But don't expect your energy bill to go up anytime soon.
The germ of this study came from President Obama’s State of the Union speech in 2011, when he called for Congress to pass a clean energy standard that would require 80 percent of the country’s power to come from clean energy sources by 2035. The idea caught the attention of Matthew Kotchen, one of the study’s three authors. At the time he wondered, “What does clean energy actually mean, and is there support for it?”
Kotchen’s a professor at the Yale School of Forestry and Environmental Studies, which also houses the school’s project on climate change communication. The project regularly surveys Americans about their views on climate change, and with the help of its director, Anthony Leiserowitz, Kotchen developed and added questions to the survey about this particular issue. Survey participants were asked if they supported or opposed a clean energy standard, which was presented in one of three ways: as promoting renewables alone, renewables and natural gas, or renewables and nuclear power. Participants were also told the standard would increase their annual household electricity bill; the dollar figure they were given varied randomly from $5 to $155 per year, in increments of $20.
In almost every combination, no matter how the survey defined clean energy or how much clean energy cost, the majority of respondents supported the clean energy standard.
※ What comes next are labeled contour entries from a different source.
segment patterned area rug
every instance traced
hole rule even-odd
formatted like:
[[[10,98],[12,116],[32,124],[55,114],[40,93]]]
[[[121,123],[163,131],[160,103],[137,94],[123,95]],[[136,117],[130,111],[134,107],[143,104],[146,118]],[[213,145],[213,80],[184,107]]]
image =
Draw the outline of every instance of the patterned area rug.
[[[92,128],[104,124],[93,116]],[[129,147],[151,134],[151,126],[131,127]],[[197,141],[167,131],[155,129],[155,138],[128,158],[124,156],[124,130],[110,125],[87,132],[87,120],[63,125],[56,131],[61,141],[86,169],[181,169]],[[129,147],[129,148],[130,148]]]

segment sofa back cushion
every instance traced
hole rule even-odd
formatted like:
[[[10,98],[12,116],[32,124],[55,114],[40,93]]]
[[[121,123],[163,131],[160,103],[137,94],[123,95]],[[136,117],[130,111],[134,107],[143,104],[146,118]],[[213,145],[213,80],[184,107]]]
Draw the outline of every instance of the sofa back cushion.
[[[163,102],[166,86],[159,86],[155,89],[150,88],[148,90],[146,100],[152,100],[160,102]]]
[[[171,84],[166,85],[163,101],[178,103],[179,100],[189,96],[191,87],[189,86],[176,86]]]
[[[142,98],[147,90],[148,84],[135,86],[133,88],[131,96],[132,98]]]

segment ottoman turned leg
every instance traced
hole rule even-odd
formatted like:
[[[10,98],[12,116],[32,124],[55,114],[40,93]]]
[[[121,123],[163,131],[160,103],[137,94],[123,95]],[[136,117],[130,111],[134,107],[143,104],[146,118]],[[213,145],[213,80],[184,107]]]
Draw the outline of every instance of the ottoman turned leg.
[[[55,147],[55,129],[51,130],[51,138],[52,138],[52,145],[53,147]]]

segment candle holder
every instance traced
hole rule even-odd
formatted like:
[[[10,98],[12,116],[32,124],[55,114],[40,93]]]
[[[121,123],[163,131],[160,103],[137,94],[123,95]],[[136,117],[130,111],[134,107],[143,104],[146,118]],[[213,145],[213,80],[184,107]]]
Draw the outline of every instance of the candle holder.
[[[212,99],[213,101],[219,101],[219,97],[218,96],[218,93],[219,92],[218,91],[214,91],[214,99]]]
People were more enthusiastic about a standard that supported renewables alone than one that also supported natural gas or nuclear. And the more it cost, the less enthusiastic they were: The study characterizes the trend as a "modest decline in support as costs increase." But the researchers could say that, on average, Americans were willing to accept a 13 percent hike in their electricity bills, paying $162 more per year.
Kotchen and his colleagues weren’t only interested in the average American, though. They were interested in whether Congress would pass legislation putting in place this kind of standard. And so they used at a technique common in political science and economics to predict how legislators will vote on a policy. They looked at the median voter in each state and district; if that median voter was more likely to support a policy than not, the researchers assumed that the representative or senator would vote for the policy. Using that model, they found that, in this Congress, a clean energy standard that raised electricity costs $162 a year would not pass. To pass at all, they found, the standard would have to cost the average household much less. To pass the Senate, it could only add $59 to annual electricity costs. To pass the House, it could only add $48.
The reason that for this drop is simple: Republicans don’t support the policy. The survey research showed that, when predicting who will support a clean energy standard, "political party matters a lot," says Kotchen. The result is that there’s a huge difference in what the average American is willing to pay to support clean energy and what Americans as represented in Congress are willing to pay to support clean energy.
"If you're interested in climate change and energy policy in the United States, one of the take homes is, coming up on an election year, it's really important who gets elected," Kotchen says. "Just changing the House and Senate by a few members makes a huge difference in whether policies like this are likely to pass or not."